Neue FPÖ-Spitze in der Steiermark - Neuer freiheitlicher Fraktionsobmann im Hypo-U-Ausschuss

Wien (OTS) - Bei den Gesprächen mit Bürgermeister Michael Häupl nach der Wien-Wahlwurde der FPÖ der Wunsch nach dem Sicherheitsressort für den designieren Vizebürgermeister Johann Gudenus verwehrt. Die starke freiheitliche Mannschaft im Wiener Rathaus will sich dennoch rasch für Reformen einsetzen. Diese wurden am Montag präsentiert. Bereits in der kommenden Gemeinderatssitzung, in der es noch einen "koalitionsfreien Raum" gibt, werden Anträge auf Demokratisierung des Wahlrechts samt Aufwertung der Stadträte und Verkleinerung der Stadtregierung eingebracht.

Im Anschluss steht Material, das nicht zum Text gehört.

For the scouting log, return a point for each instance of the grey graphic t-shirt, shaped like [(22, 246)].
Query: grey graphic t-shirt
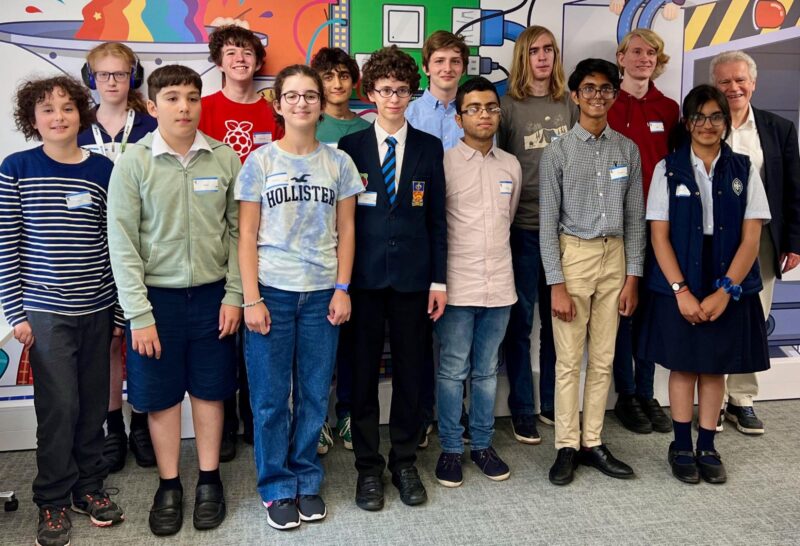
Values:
[(298, 194), (526, 128)]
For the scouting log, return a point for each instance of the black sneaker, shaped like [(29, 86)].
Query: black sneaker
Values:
[(655, 413), (101, 510), (311, 507), (142, 446), (524, 429), (490, 464), (448, 470), (548, 417), (115, 449), (282, 514), (629, 411), (745, 419), (54, 526)]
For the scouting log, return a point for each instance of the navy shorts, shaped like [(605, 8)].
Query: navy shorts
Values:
[(193, 358)]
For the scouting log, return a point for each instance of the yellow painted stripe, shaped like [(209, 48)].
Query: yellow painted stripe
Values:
[(732, 17), (696, 25)]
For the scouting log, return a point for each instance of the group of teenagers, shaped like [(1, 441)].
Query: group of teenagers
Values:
[(229, 242)]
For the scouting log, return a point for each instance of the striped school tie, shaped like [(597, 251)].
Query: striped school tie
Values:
[(388, 169)]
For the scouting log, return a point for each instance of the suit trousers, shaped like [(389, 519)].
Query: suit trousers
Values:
[(594, 271), (743, 387), (406, 313)]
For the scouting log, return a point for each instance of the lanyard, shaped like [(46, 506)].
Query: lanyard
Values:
[(98, 137)]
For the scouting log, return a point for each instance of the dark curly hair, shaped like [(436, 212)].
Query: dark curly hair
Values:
[(236, 36), (32, 92), (390, 62)]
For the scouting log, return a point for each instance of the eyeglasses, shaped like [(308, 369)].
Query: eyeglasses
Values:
[(590, 92), (474, 110), (311, 97), (387, 92), (118, 76), (717, 119)]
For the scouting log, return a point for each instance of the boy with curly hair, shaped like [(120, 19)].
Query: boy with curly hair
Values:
[(57, 291), (398, 274)]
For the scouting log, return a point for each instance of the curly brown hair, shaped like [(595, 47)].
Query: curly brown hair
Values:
[(390, 62), (236, 36), (32, 92)]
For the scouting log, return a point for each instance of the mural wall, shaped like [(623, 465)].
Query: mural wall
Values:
[(42, 37)]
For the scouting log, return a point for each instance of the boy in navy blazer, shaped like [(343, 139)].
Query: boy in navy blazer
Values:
[(398, 275)]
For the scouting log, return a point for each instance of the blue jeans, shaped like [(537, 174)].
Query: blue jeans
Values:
[(624, 382), (517, 344), (469, 340), (285, 439)]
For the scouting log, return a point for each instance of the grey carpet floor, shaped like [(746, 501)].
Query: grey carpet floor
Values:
[(759, 505)]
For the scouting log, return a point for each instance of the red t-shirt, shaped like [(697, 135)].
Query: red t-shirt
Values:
[(648, 122), (243, 127)]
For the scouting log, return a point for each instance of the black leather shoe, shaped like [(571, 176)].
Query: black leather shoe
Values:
[(655, 413), (602, 459), (115, 449), (227, 450), (685, 472), (712, 473), (142, 447), (369, 493), (629, 411), (563, 470), (209, 506), (407, 481), (166, 514)]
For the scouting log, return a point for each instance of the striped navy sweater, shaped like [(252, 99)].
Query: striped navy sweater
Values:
[(53, 241)]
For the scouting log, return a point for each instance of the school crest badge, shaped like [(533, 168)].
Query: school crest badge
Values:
[(737, 186)]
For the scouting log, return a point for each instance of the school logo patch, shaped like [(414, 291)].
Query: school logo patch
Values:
[(737, 186)]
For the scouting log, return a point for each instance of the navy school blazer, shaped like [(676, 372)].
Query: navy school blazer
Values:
[(402, 246)]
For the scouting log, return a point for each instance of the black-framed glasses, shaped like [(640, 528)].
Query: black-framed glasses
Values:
[(311, 97), (119, 77), (474, 110), (717, 119), (387, 92), (590, 91)]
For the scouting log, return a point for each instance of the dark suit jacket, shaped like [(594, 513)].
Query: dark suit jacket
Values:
[(402, 246), (778, 138)]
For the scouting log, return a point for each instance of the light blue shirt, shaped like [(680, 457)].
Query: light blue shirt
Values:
[(429, 114)]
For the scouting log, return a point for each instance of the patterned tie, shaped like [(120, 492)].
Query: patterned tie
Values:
[(388, 169)]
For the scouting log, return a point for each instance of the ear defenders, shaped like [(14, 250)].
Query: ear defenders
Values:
[(137, 75)]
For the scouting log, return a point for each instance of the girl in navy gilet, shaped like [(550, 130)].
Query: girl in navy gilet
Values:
[(706, 208)]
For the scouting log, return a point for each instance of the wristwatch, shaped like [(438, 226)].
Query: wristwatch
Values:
[(676, 286)]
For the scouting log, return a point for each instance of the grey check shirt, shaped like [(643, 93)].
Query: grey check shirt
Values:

Die FPÖ Steiermark hielt am vergangenen Samstag in Bruck an der Mur ihren außerordentlichen Landesparteitag ab, bei dem Mario Kunasek zum neuen Obmann gewählt wurde. Mit 98,21 Prozent der Delegiertenstimmen löste er damit Gerhard Kurzmann ab. Unter Kurzmann als Landesparteiobmann konnten die Steirischen Freiheitlichen bei der Landtagswahl im Mai plus 16 Prozent und damit ein Ergebnis von 26,8 erreichen. "Der größte Erfolg der Parteigeschichte", wie Kunasek am Samstag würdigte. Sein Ziel: So stark zu werden, dass kein Weg mehr an der der FPÖ vorbeiführt - Der neue Obmann betonte das vor allem im Zusammenhang mit der Ausgrenzungspolitik von SPÖ und ÖVP. Die Stimmen von 170.000 Steirerinnen und Steirern seien nach der Wahl einfach ignoriert worden.

Das Team der Freiheitlichen im Hypo-Untersuchungsausschuss hat sich neu aufgestellt: Der bisherige Fraktionsobmann Elmar Podgorschek wechselt nach der für die FPÖ so erfolgreichen Landtagswahl als Landesrat nach Oberösterreich. Ihm folgt Gernot Darmann nach. Das freiheitliche Team im Ausschuss wird von Walter Rauch, Christian Hafenecker und - neu hinzugekommen: Erwin Angerer - ergänzt. Jetzt beginnt Phase 2 des Untersuchungsausschusses: Es geht um die Aufarbeitung der Vorgänge rund um den "Sündenfall" Verstaatlichung ohne Not, bei der die Regierung, allen voran der frühere ÖVP-Finanzminister Josef Pröll und SPÖ-Regierungschef Werner Faymann, das Problem Hypo den österreichischen Steuerzahlern "umgehängt" hat. Im FPÖ-TV-Interview zieht der neue Fraktionsführer nun ein Resümee über die bisherigen Ergebnisse des Ausschusses und gibt einen Ausblick auf die kommenden Monate.